I’ve set myself the task of writing a journal entry every day this week – the idea being that it forces me to actually write and also that it is a little window for you into my everyday thoughts and observations, be them good, or a little glum and sometimes quite weird. Just human really…
Monday 27th February 2017
My alarm goes off at 5am and I consider snoozing. I was having a lovely reoccurring dream where I’m at a party. It’s the sort of party you always imagine going to, but seems to only exist in some alternate reality, or New York. One in a small apartment with low light that makes it feel as though it is packed full with bodies – so close you have to slide up against people to get down the hall to the bathroom. And for some reason it is always smoky and there is champagne in old-fashioned glasses. Or if I am particularly hipster that week, expensive champagne in mason jars. It’s one of those gatherings where small talk doesn’t exist and you end up having more honest and vulnerable conversations with drunk strangers than you could have with your own family.
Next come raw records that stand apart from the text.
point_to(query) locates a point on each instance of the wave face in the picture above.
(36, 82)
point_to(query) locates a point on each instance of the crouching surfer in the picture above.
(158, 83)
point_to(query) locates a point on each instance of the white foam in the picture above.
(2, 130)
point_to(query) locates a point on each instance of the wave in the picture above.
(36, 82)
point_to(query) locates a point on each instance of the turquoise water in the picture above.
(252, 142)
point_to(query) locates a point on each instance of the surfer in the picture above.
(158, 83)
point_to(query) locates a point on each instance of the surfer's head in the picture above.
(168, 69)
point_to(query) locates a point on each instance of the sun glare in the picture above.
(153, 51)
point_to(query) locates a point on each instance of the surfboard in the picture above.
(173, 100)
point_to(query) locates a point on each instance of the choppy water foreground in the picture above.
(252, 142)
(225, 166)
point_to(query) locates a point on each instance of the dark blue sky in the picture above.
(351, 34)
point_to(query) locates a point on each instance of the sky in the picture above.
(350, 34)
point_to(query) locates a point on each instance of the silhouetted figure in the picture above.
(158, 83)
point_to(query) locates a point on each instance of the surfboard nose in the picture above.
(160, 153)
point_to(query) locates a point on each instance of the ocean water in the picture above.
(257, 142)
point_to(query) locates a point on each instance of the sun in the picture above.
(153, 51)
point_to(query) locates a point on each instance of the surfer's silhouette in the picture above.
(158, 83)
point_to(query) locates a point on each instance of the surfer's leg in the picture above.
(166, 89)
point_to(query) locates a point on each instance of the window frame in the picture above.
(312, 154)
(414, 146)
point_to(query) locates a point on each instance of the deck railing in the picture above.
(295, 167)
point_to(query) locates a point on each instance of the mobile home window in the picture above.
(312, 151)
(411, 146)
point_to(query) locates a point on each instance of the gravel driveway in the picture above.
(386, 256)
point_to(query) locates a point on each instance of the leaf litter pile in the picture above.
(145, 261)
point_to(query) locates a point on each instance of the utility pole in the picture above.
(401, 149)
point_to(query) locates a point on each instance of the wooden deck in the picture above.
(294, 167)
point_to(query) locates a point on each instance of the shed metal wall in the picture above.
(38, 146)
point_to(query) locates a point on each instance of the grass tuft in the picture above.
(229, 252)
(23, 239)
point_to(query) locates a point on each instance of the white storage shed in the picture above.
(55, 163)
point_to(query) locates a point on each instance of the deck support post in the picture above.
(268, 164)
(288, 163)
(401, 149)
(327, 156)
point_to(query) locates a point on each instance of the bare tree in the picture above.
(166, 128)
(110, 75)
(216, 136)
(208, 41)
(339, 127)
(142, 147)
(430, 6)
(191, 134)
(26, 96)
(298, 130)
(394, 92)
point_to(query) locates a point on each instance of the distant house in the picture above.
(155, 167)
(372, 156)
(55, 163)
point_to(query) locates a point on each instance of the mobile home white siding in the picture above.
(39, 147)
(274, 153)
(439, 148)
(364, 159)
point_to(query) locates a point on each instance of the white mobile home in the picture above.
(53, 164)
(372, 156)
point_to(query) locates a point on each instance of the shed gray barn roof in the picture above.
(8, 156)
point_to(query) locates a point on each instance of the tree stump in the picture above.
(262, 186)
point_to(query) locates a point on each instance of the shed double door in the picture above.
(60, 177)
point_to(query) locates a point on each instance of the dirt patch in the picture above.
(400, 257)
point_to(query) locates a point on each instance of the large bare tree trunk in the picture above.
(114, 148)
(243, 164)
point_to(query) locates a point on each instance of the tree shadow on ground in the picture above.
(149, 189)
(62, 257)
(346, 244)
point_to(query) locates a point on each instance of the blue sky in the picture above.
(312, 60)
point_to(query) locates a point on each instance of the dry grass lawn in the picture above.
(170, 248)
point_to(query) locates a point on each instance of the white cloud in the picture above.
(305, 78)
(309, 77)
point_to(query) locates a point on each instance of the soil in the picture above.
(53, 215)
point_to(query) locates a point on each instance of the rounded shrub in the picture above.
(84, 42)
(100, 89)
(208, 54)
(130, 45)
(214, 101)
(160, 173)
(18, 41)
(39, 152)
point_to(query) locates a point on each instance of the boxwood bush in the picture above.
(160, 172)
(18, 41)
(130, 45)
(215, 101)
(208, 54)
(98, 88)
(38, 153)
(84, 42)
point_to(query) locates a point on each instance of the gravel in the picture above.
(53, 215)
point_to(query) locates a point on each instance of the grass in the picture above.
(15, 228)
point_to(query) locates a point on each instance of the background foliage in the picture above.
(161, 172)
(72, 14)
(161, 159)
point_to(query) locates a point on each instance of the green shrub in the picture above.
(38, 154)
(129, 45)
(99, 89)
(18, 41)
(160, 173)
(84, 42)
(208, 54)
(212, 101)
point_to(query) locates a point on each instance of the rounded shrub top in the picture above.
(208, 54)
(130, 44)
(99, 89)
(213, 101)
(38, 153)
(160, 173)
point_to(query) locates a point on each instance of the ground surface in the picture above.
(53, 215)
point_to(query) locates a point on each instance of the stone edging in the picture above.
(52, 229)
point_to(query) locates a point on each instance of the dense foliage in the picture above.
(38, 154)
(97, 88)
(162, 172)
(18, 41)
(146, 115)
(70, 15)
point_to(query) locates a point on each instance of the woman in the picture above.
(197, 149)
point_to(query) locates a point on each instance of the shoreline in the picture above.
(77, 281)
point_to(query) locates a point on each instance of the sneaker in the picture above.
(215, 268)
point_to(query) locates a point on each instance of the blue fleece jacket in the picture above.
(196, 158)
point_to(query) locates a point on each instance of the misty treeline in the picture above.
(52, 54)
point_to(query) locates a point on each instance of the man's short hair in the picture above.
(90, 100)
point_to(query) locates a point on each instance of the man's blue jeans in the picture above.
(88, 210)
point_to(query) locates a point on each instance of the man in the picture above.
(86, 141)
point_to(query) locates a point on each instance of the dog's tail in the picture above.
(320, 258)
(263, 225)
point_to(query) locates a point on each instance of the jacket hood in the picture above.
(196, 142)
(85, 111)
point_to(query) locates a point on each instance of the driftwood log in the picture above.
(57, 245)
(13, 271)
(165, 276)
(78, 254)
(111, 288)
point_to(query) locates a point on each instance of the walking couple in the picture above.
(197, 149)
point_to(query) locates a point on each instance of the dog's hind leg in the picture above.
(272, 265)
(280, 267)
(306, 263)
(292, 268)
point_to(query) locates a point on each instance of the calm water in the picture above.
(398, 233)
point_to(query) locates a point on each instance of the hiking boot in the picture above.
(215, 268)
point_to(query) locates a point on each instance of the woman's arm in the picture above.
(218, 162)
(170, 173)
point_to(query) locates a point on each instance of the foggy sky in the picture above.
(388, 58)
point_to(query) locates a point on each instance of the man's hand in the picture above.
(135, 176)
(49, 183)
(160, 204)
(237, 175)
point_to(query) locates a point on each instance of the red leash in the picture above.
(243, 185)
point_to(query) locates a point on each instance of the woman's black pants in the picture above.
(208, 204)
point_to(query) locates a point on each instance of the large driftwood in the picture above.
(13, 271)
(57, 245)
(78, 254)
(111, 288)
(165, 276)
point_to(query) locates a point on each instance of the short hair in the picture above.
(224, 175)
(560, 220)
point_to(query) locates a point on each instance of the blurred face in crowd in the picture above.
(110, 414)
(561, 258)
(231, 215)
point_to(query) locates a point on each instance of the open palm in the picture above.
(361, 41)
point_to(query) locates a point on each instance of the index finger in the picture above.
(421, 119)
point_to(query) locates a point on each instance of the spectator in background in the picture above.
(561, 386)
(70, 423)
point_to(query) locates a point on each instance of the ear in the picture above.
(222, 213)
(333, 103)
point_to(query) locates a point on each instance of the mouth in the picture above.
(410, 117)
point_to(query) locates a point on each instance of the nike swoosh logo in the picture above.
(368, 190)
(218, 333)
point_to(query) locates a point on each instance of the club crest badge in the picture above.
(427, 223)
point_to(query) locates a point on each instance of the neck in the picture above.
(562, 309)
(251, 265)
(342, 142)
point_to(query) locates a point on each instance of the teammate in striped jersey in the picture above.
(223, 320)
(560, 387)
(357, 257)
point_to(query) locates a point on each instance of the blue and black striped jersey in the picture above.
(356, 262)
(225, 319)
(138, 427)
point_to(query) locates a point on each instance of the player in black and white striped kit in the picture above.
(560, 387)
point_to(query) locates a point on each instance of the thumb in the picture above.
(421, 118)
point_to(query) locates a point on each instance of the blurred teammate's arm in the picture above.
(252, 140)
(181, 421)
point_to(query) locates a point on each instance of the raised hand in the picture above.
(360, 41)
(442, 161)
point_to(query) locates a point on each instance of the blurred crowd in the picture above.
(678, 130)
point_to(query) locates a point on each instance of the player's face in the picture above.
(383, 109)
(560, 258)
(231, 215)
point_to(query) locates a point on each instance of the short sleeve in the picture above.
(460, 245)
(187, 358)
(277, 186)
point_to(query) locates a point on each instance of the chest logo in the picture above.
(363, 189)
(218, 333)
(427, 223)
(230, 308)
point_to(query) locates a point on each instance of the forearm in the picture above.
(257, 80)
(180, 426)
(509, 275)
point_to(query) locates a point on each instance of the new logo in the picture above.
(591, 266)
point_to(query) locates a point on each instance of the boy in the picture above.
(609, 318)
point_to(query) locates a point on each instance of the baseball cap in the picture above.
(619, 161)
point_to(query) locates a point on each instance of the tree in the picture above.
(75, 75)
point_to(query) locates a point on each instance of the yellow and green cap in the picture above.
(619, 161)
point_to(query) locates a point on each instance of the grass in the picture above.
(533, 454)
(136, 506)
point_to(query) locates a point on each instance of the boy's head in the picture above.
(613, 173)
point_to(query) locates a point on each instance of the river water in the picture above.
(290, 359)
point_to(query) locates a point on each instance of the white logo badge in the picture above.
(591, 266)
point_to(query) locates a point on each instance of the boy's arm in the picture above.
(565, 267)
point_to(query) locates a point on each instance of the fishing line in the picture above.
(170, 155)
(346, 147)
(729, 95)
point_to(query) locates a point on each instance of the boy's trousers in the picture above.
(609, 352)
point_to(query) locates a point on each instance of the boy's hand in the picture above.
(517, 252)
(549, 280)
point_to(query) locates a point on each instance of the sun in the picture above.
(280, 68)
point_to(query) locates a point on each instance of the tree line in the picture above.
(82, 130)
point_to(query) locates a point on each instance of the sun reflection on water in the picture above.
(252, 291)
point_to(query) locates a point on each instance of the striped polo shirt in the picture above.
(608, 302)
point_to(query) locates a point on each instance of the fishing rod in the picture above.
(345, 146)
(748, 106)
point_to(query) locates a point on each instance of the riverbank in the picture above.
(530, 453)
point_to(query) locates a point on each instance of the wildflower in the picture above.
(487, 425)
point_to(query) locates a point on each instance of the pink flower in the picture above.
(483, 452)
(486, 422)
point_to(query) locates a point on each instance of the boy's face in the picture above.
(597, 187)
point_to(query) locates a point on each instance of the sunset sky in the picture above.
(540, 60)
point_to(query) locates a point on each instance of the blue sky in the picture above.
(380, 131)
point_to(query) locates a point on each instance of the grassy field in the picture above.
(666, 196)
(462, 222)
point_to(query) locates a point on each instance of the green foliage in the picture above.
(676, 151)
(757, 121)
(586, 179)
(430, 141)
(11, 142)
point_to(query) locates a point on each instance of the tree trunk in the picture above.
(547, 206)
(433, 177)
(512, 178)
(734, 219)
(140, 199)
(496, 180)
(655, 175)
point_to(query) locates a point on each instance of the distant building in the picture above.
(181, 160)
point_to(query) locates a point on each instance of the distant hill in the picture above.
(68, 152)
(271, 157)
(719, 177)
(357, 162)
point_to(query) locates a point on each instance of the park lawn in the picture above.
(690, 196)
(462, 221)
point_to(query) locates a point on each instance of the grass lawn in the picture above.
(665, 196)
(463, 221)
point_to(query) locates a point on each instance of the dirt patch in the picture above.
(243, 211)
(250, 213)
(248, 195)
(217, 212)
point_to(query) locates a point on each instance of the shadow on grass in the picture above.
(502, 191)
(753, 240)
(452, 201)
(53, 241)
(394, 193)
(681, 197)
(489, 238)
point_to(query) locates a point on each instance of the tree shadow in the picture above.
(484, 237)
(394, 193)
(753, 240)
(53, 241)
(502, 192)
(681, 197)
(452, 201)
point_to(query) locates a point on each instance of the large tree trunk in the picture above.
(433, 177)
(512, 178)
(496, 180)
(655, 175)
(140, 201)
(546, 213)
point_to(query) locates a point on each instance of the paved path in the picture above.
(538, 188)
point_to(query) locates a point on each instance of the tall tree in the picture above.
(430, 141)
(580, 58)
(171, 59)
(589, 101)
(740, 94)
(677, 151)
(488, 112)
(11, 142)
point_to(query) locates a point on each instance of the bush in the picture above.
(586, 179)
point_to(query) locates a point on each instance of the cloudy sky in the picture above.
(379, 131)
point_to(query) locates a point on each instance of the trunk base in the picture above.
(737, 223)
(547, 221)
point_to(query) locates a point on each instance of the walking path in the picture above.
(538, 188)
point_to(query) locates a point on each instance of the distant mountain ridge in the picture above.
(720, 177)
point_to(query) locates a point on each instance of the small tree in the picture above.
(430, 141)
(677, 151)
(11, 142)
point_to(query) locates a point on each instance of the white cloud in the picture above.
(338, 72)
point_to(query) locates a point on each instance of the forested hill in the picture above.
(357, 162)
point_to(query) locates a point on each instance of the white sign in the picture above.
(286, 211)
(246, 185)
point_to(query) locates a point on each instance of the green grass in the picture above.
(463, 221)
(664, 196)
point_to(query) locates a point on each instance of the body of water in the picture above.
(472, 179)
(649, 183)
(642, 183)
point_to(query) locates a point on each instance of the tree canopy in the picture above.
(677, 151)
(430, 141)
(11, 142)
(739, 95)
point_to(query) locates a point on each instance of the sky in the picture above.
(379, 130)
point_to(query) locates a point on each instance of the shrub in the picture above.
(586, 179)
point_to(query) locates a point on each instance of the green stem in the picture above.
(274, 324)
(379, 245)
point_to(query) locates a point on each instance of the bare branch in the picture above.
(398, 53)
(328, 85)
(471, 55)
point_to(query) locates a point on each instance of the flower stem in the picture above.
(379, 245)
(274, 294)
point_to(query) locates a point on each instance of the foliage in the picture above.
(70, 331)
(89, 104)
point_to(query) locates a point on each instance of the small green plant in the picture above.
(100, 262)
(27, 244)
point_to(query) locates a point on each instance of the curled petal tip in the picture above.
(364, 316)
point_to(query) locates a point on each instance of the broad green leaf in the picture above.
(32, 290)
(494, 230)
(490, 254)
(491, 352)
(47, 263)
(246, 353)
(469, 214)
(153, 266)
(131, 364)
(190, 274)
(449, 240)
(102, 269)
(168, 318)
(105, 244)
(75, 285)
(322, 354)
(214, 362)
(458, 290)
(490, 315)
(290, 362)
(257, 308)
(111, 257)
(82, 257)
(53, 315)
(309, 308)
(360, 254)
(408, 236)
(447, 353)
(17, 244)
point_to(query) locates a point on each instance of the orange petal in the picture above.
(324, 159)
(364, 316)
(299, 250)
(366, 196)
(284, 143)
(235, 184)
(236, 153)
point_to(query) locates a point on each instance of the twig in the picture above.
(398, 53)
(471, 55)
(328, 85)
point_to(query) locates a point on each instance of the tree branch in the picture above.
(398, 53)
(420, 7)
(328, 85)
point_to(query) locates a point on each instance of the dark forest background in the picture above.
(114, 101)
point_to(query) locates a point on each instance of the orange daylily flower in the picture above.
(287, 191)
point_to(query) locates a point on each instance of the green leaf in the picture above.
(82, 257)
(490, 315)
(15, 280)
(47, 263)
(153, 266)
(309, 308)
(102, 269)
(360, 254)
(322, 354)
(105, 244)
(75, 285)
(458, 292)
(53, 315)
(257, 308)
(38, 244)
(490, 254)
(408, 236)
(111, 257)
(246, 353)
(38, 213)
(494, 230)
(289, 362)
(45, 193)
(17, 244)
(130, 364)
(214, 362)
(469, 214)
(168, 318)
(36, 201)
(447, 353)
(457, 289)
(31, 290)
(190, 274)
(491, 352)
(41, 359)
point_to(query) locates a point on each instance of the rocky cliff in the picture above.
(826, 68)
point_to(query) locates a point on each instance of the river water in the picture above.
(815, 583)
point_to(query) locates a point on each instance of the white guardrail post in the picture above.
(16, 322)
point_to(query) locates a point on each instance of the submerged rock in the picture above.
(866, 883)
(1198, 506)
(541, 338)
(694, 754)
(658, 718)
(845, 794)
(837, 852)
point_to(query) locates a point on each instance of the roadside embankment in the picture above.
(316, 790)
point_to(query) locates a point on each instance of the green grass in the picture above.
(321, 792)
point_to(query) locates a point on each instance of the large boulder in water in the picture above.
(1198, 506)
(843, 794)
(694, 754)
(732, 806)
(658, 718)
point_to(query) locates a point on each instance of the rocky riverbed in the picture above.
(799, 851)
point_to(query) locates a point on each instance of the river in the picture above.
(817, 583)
I decide not to hit snooze. I’ll just end up allowing myself 15 minutes to leave the house and stressing. Looking a little scruffy and pale (what is it about early morning starts that drain your face), I head off to Christchurch airport to fly back to Auckland. I’ve been home for the weekend visiting family and it feels like a mini-break.
Whilst in line for the airport x-ray, I admire the outfit of the girl in front of me. She is wearing a pair of casual floaty black ¾ pants, white Chuck Taylors and a pale blue linen cami with her leather jacket slung around her shoulders. She is accessorised with an equally stylish boyfriend who is carrying her bag for her. I wish that I gave that much of a f**k at 5.30am. But sleep trumps vanity.
On the plane, the sun is just coming up over the clouds and it looks like a slice of blood red orange – so bright, I shade my eyes to watch it rise. One steward is talking to the other about how he needs extra training because he has failed a test. I don’t find this comforting, but I also feel sorry for him when he says he is mad at himself. It’s never fun to feel as though you are out of your depth –I have felt that a time or two in my life.
I love going to Christchurch these days. The pace is slower and I feel like I can think and breathe and relax there. Whenever I go back I am struck with the knowledge that we often spend years at home fantasising about being somewhere else, only to realise later down the line that where we were was actually perfectly lovely.